The only way to question this conclusion is to argue that the Earth does not belong equally to all people and some have more right to produce emissions then others.
Apr 06, 2009
Rank: 5 / 5 (3)
Or China has 5 times the people, or their industry is not modernized, or they're utilizing less fuel to deliver the same amount of electricity, there are many many variables to this. To pin it to one statistic is not going to come up with a relevant way to determine regulation.
That is blatantly false.
The US generates more emissions per capita due to many things, one of which is our electricity usage.
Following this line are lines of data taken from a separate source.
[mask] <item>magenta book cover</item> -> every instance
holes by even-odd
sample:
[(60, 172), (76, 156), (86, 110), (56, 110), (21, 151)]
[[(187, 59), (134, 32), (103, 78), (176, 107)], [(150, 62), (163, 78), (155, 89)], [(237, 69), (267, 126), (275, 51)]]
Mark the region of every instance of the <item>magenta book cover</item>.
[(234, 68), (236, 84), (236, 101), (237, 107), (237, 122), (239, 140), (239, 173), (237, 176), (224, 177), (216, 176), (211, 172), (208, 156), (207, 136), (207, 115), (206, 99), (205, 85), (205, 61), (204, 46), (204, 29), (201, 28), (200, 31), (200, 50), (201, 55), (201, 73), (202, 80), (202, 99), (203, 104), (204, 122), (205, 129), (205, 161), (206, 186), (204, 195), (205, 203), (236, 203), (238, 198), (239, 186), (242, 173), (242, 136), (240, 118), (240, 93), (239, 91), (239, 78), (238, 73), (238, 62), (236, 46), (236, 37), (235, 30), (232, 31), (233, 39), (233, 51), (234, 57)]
Are you saying that China produces fewer emissions on a level playing field with the US? So that would mean that electricity is equally available on a per capita basis, which it is not. Employment, heavy industry, standard of living, none of these things are equall between the US and China. What will the numbers look like a decade from now, when China has already upgraded their infrastructure and style of living? When their per capital emissions match that of the US will the total amount of emissions be equal? Of course not, no one is suggesting it will. Based on population alone China will become at least 3x the polluter that the US is.
Should we address it now or wait until they've already put an infrastructure in place?
I'm not trying to justify the US emissions figures, I certainly can't, but as we all know, it's easier to build an infrastructure once than it is to build it, and then rebuild it better later on. If emissions are to be addressed, then address them unilaterally by all nations with no exceptions.
Apr 06, 2009
Rank: 5 / 5 (2)
This is a good example on how to lie with numbers. If CO2 were a pollutant you would be worried about the total emissions and not the per person quantities.
Add to that the attempt to make it appear the the US is emitting far more that the rest of the world on that same per person basis (by removing other countries where they emit far more per person.) You are either interested in total emissions or per person emissions.